Companies will also have to hand over documents from their executive boards describing corporate strategies to subvert climate action or spread lies about climate crisis.
Climate activists and researchers have highlighted Maloney’s subpoenas as a vital step toward accountability for the oil and gas industry — and, perhaps, a step toward its decline.
“For all the skeletons we’ve already found in Big Oil’s closet, the reality is we’ve only been looking through the keyhole at a few hundred key documents, uncovered by tenacious journalists and scholars in archives around the world,” Geoffrey Supran, a researcher at Harvard University who has been instrumental in uncovering fossil fuel lies, told Truthout.

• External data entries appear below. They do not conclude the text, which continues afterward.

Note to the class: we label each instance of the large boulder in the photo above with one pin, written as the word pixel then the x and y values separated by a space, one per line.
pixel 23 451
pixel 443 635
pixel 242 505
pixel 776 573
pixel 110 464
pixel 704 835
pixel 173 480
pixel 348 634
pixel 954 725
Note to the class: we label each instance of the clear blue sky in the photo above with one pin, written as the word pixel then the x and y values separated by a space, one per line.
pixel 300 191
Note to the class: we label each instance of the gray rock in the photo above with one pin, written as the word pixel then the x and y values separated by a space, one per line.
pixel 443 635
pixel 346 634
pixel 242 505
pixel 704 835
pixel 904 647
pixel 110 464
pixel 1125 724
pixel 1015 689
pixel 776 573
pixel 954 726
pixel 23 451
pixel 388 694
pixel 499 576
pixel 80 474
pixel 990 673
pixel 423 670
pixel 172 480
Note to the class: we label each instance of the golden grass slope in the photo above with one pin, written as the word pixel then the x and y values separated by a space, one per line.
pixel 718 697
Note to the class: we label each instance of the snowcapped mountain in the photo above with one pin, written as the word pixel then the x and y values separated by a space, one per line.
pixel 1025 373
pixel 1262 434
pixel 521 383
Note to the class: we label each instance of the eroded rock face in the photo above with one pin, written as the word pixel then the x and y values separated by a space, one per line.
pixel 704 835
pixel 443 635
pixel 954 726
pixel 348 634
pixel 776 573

“I believe the American public deserve to know the truth,” Supran continued. “This is where congressional authority to demand documents comes in, and why, as with the tobacco hearings of the 1990s, this hearing and its announcement of subpoenas could be a watershed moment, blowing that closet door wide open and exposing thousands — if not millions — of damning documents that will likely bring more skeletons tumbling out.”
After a hearing lasting over six hours, the announcement was made at the close of which there was testimony from leaders of oil and natural gas companies about their role in spreading climate misinformation. Exxon and the other oil and gas companies knew about their contributions to climate change for decades. However, they have not spent sufficient time to research it. billions of dollars spreading climate denial — all while raking in billions in subsidiesThe U.S. government.

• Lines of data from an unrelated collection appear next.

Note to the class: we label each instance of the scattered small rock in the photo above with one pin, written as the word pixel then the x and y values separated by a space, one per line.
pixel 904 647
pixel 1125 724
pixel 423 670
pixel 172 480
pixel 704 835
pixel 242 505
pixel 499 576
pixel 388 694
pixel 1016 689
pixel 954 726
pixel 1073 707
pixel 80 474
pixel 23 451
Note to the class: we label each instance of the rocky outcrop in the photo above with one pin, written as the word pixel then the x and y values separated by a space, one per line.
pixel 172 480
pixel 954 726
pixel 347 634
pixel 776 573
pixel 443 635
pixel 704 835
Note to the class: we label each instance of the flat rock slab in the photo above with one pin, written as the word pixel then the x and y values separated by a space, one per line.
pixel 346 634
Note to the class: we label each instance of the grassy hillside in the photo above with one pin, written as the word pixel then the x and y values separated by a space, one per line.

During the hearing Maloney said that she hoped “today would be a turning point for the oil industry.” Though valuable information was revealed during the hearingIt was mostly filled with CEOs lieThey bragged for hours about their supposed commitments to address the climate crisis, while refusing to acknowledge that it is a serious threat to humanity.
Lawmakers have triedTo hold the fossil fuel industry responsible in the past, oil and gas companies have repeatedly lied, delayed, and dodged accountability. Maloney and Rep. Ro Khanna (D.California), who are the chair of the Subcommittee on Environment in the committee, requested that oil and gas companies submit documentation of this disinformation before the hearing.
After missing deadline after deadline, the corporations submitted tens of thousands of pages of documents at the last minute — but rather than submitting relevant internal documents, they submitted a number of documents that were already publicly available. “I have tried very hard to obtain this information voluntarily, but the oil companies employ the same tactics they used for decades on climate policy: delay and obstruction,” Maloney said.
“One entity sent in 1,500 pages printed from their own website, available publicly along with 4,000 pages of newsletters filled with industry press releases,” she continued. “Others sent us thousands of pages of publicly available annual reports and the company’s postings on Facebook and LinkedIn.”
Rep. James Comer (R-Kentucky), a ranking member of the Oversight Committee, attempted to rebut Maloney’s subpoena threat, saying that the request for fossil fuel companies to send in documents was “an infringement on their First Amendment rights.” Maloney responded by pointing out that the thousands of pages they sent in were nonsensical and had nothing to do with the information that the committee was seeking.
It’s unclear what Comer is referring to when he references the First Amendment, which disallows Congress from restricting freedom of speech and the press. A private corporation can request documents in a completely different manner than, for instance, Republicans. Protests being outlawed, as they attempted in backlash to the movement for Black lives — a genuine violation of First Amendment rights.
Rather, Comer’s Comment was aContinued conservative trend of invoking First Amendment for years pretty much anything. Other Republicans made similar claimsA host of other issues were also addressed earlier in the hearing. misleading and absurd commentsPraise the industry that destroyed the climate.